Hardstyle (Stomping), Shuffling (sideways movement by twisting heel/toe) kicks, running man, glides.
Some of the clearest and best performed of these moves can be seen in the legendary Blue Ridge Mountain Dancers with Pete Seeger (1967)
Impressive not only for it's clogging routine, but fitting it onto such a small band stage with 8 dancers is very impressive.
I'll draw your attention to the stomp move as you can see in this first video still (below). It looks exactly like a horse pawing at the ground. Horses are sacred in Celtic lore (using the broad definition of the Celtic language group) many chieftains being buried with their prized steed along with their sword to take them to the next life.
Often all of them buried on land, in a boat !
Horses were making these moves before the dawn of the human species, I have no doubt the same stomping move inspired stone age ancestors of early Celts to mimic it as homage. Especially seeing as 2500 year old Celt jewellery is covered in stylised horse tributes. (Pics right)
And probably why the French quadrilles were adored. They were first an 18th century military equestrian display with 4 horses and 4 people. Later it became 4 pairs of humans, but the horse move remains a feature. Even the clogging rhythms sound like trotting, canter and galloping horses hooves.
A number of oldskool shufflers were actually known for their great dancing horse like shuffle moves.
Clog stomping is the basis for Hardstyle Shuffling today. It appears to be an ancient mimic-move homage to horses. Horses were sacred in very early Celtic cultures.
Variations of clogging spread to different regions by the sailors when they were in port, often combining with local folk dance traditions over time to form Irish dance, Scottish dance and Flamenco in Celtic Iberia/Spain, as we know them today.
Over the centuries regional variations emerged and distinct local cultural styles developed.
The full wooden clog made way for a leather top clog around the 1400's as the dance moved inland to wooden floored dance halls. They became a cheap strong footware, such as the traditional Lancashire (UK) wooden soled clog worn by 19th century industrial revolution mill workers. Who entertained themselves by syncopating foot taps with the rhythmic sounds made by the loom shuttles, creating the rhythmic foundation for Tap dance. (pic above)
During this 19th century England, clog dancing competitions were held and there were professional clog dancers who performed in the music halls.
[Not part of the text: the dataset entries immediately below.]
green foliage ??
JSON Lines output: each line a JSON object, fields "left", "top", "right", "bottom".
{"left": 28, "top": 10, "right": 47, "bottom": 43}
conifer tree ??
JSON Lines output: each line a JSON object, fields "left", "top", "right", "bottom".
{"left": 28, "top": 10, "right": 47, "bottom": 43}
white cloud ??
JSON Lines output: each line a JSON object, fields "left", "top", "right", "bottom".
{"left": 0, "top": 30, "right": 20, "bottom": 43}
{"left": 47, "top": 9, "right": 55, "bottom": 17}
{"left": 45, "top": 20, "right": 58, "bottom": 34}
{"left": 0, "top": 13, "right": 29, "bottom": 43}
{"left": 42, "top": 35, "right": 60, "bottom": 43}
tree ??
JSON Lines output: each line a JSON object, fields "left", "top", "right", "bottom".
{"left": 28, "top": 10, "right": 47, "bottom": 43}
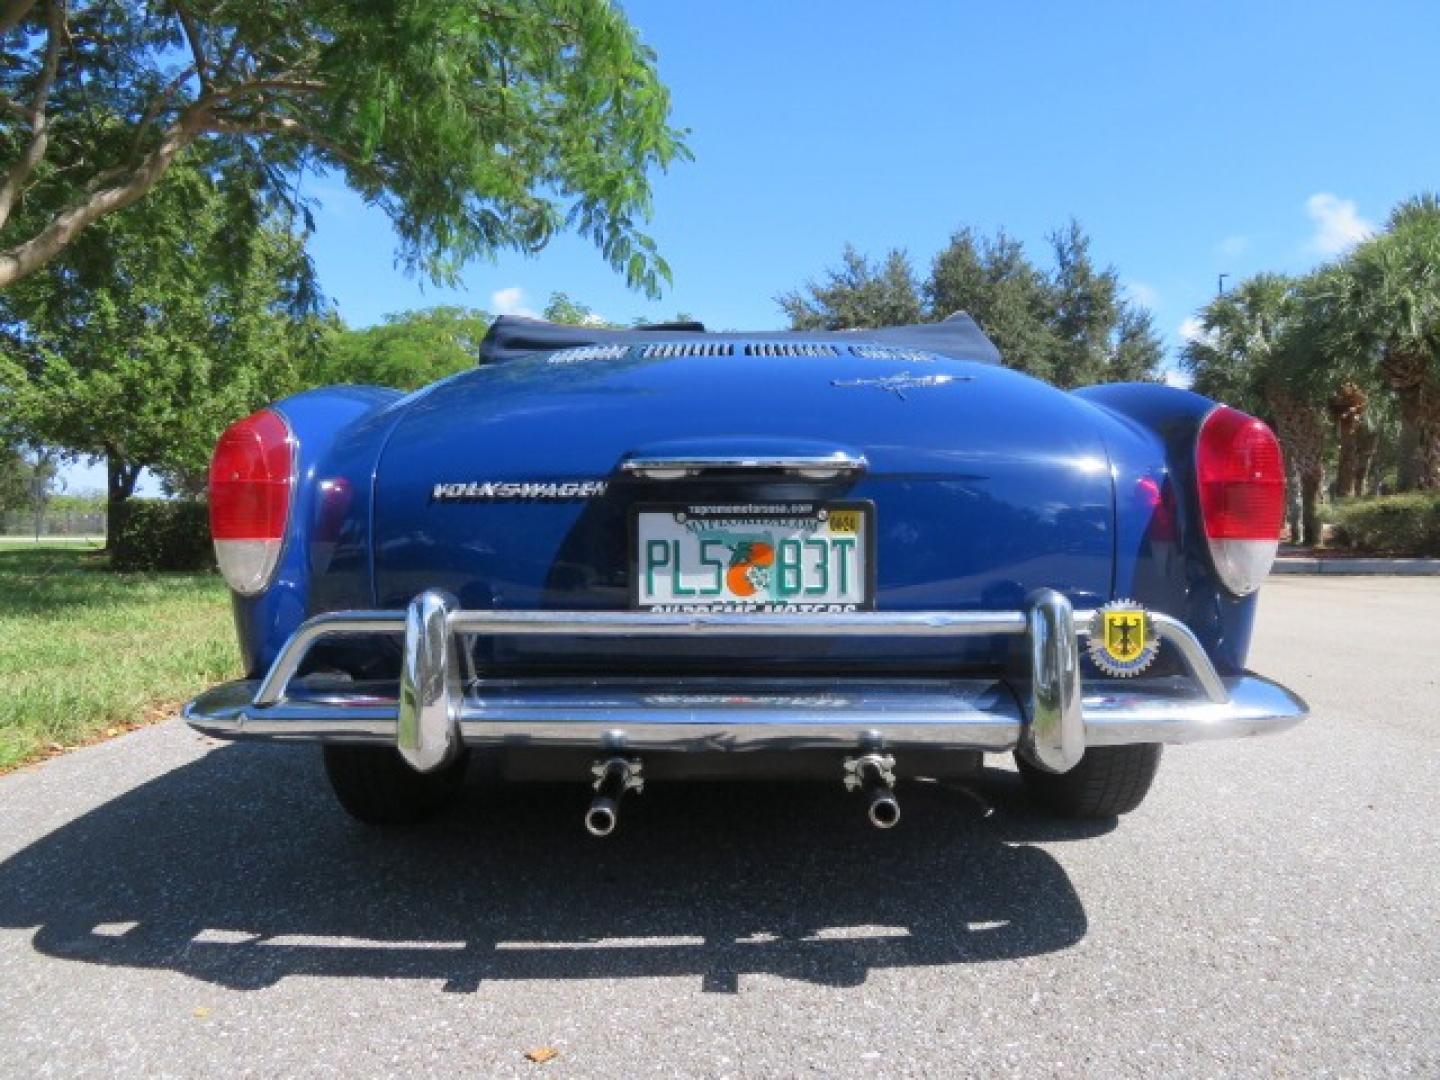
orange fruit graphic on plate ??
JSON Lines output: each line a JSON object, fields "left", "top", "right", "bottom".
{"left": 726, "top": 541, "right": 774, "bottom": 597}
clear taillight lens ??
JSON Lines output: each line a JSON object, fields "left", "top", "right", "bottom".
{"left": 209, "top": 409, "right": 294, "bottom": 595}
{"left": 1196, "top": 405, "right": 1285, "bottom": 595}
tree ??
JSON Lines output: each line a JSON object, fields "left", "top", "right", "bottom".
{"left": 319, "top": 306, "right": 490, "bottom": 390}
{"left": 778, "top": 245, "right": 923, "bottom": 330}
{"left": 0, "top": 162, "right": 321, "bottom": 539}
{"left": 0, "top": 0, "right": 686, "bottom": 292}
{"left": 0, "top": 439, "right": 26, "bottom": 513}
{"left": 1110, "top": 305, "right": 1165, "bottom": 383}
{"left": 543, "top": 292, "right": 615, "bottom": 327}
{"left": 1323, "top": 195, "right": 1440, "bottom": 490}
{"left": 926, "top": 228, "right": 1056, "bottom": 380}
{"left": 1045, "top": 221, "right": 1162, "bottom": 387}
{"left": 783, "top": 224, "right": 1161, "bottom": 386}
{"left": 1181, "top": 274, "right": 1331, "bottom": 544}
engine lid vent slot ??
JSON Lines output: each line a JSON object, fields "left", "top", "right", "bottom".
{"left": 639, "top": 342, "right": 735, "bottom": 358}
{"left": 547, "top": 345, "right": 630, "bottom": 364}
{"left": 744, "top": 342, "right": 839, "bottom": 357}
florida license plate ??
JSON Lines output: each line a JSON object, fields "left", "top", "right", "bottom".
{"left": 631, "top": 502, "right": 874, "bottom": 612}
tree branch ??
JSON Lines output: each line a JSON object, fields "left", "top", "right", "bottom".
{"left": 172, "top": 0, "right": 211, "bottom": 93}
{"left": 0, "top": 0, "right": 38, "bottom": 36}
{"left": 0, "top": 101, "right": 206, "bottom": 288}
{"left": 127, "top": 65, "right": 196, "bottom": 162}
{"left": 0, "top": 0, "right": 65, "bottom": 231}
{"left": 212, "top": 77, "right": 328, "bottom": 102}
{"left": 203, "top": 112, "right": 359, "bottom": 166}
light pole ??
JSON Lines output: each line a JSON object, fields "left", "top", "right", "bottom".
{"left": 1217, "top": 273, "right": 1229, "bottom": 296}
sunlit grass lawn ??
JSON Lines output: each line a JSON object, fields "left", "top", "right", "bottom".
{"left": 0, "top": 544, "right": 240, "bottom": 771}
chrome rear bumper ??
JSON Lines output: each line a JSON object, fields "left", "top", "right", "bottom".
{"left": 183, "top": 590, "right": 1307, "bottom": 774}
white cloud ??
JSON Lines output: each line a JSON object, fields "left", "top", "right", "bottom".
{"left": 1305, "top": 193, "right": 1374, "bottom": 255}
{"left": 1178, "top": 316, "right": 1208, "bottom": 343}
{"left": 490, "top": 286, "right": 538, "bottom": 318}
{"left": 1124, "top": 281, "right": 1159, "bottom": 309}
{"left": 1217, "top": 235, "right": 1249, "bottom": 258}
{"left": 1162, "top": 366, "right": 1194, "bottom": 389}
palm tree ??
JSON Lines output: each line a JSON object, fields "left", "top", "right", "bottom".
{"left": 1327, "top": 195, "right": 1440, "bottom": 490}
{"left": 1181, "top": 274, "right": 1330, "bottom": 544}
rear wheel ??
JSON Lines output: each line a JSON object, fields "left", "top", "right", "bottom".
{"left": 322, "top": 744, "right": 468, "bottom": 826}
{"left": 1015, "top": 743, "right": 1162, "bottom": 819}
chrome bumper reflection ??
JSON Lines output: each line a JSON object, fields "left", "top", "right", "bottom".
{"left": 183, "top": 592, "right": 1307, "bottom": 772}
{"left": 185, "top": 672, "right": 1304, "bottom": 754}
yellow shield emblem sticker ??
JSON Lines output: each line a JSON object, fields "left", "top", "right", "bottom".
{"left": 1104, "top": 611, "right": 1147, "bottom": 662}
{"left": 1088, "top": 600, "right": 1160, "bottom": 677}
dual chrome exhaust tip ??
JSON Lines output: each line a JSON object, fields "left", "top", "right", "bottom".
{"left": 582, "top": 752, "right": 903, "bottom": 837}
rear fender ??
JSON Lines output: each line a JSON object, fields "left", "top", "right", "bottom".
{"left": 1073, "top": 382, "right": 1258, "bottom": 675}
{"left": 229, "top": 386, "right": 405, "bottom": 677}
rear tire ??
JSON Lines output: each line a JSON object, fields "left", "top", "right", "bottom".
{"left": 1015, "top": 743, "right": 1162, "bottom": 819}
{"left": 322, "top": 744, "right": 468, "bottom": 826}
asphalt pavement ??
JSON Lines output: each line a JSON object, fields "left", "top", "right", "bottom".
{"left": 0, "top": 577, "right": 1436, "bottom": 1078}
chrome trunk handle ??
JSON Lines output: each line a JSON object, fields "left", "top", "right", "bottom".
{"left": 620, "top": 452, "right": 867, "bottom": 481}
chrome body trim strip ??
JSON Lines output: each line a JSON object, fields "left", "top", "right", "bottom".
{"left": 620, "top": 452, "right": 868, "bottom": 479}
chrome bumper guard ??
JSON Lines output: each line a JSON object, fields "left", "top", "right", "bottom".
{"left": 183, "top": 589, "right": 1307, "bottom": 774}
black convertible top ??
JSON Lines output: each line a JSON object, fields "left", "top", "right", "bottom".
{"left": 477, "top": 312, "right": 1001, "bottom": 365}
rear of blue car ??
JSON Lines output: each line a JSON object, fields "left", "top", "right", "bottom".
{"left": 186, "top": 318, "right": 1306, "bottom": 832}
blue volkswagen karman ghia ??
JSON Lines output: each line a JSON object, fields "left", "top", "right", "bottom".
{"left": 185, "top": 314, "right": 1306, "bottom": 834}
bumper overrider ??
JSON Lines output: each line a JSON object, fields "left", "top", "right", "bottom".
{"left": 184, "top": 589, "right": 1306, "bottom": 776}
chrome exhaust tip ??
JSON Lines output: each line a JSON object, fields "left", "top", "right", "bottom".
{"left": 867, "top": 790, "right": 901, "bottom": 829}
{"left": 584, "top": 797, "right": 619, "bottom": 838}
{"left": 585, "top": 756, "right": 643, "bottom": 838}
{"left": 845, "top": 752, "right": 900, "bottom": 830}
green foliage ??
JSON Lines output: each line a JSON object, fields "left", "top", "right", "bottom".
{"left": 1330, "top": 493, "right": 1440, "bottom": 556}
{"left": 0, "top": 161, "right": 323, "bottom": 500}
{"left": 1320, "top": 199, "right": 1440, "bottom": 383}
{"left": 0, "top": 545, "right": 238, "bottom": 771}
{"left": 1045, "top": 221, "right": 1161, "bottom": 386}
{"left": 778, "top": 245, "right": 924, "bottom": 331}
{"left": 1181, "top": 274, "right": 1304, "bottom": 413}
{"left": 927, "top": 228, "right": 1056, "bottom": 380}
{"left": 1189, "top": 194, "right": 1440, "bottom": 492}
{"left": 110, "top": 499, "right": 213, "bottom": 572}
{"left": 780, "top": 224, "right": 1162, "bottom": 386}
{"left": 0, "top": 0, "right": 687, "bottom": 294}
{"left": 319, "top": 306, "right": 491, "bottom": 390}
{"left": 543, "top": 292, "right": 616, "bottom": 327}
{"left": 46, "top": 491, "right": 106, "bottom": 515}
{"left": 0, "top": 442, "right": 25, "bottom": 512}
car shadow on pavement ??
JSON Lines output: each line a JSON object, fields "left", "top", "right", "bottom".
{"left": 0, "top": 742, "right": 1104, "bottom": 992}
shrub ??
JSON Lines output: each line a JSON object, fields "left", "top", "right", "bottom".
{"left": 111, "top": 499, "right": 215, "bottom": 572}
{"left": 1329, "top": 492, "right": 1440, "bottom": 557}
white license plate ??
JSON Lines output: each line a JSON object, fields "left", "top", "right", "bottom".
{"left": 631, "top": 503, "right": 873, "bottom": 612}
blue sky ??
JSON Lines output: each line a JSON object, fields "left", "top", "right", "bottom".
{"left": 65, "top": 0, "right": 1440, "bottom": 494}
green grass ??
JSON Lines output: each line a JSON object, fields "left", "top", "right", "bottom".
{"left": 0, "top": 545, "right": 240, "bottom": 771}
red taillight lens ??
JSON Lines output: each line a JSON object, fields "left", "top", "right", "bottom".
{"left": 1196, "top": 406, "right": 1285, "bottom": 595}
{"left": 209, "top": 409, "right": 293, "bottom": 593}
{"left": 1197, "top": 407, "right": 1286, "bottom": 539}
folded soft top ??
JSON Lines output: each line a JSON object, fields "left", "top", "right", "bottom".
{"left": 477, "top": 312, "right": 1002, "bottom": 366}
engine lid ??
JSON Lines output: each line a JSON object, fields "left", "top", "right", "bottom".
{"left": 370, "top": 346, "right": 1115, "bottom": 670}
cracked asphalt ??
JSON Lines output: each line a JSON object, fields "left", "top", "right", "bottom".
{"left": 0, "top": 577, "right": 1437, "bottom": 1078}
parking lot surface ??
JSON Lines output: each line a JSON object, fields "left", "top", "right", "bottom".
{"left": 1, "top": 577, "right": 1436, "bottom": 1077}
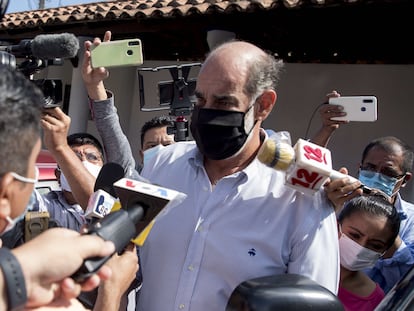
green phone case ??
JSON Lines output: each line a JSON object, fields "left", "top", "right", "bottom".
{"left": 90, "top": 38, "right": 143, "bottom": 68}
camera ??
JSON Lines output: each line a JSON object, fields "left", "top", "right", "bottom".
{"left": 138, "top": 63, "right": 201, "bottom": 142}
{"left": 0, "top": 50, "right": 63, "bottom": 109}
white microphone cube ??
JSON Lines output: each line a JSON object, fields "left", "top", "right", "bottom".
{"left": 85, "top": 189, "right": 116, "bottom": 219}
{"left": 285, "top": 139, "right": 333, "bottom": 196}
Clogging was taken by Irish, Scot, Welsh and English immigrants to the new city of New York, where it combined with African-American culture and evolved into Tap ...despite racial segregation laws of the time forbidding either cultures associating with each other.
In the 1920's these racist attitudes led to dance being banned in New York City, along with alcohol. It was the prohibition era. The ban on alcohol was lifted pretty quickly, but despite protests and high court trials, the ban on dancing remains to this day...and yet the dance lives on.
It wasn't just moves that we inherited from the Sailors. We can thank them for Phats as well.
Melbourne Shuffle Phats are based on traditional sailors bell-bottom pants.
It was adapted for French court culture mid 1700's with 4 human couples, horses not included. Typically known as barn dancing or square dancing, because you start in a square formation.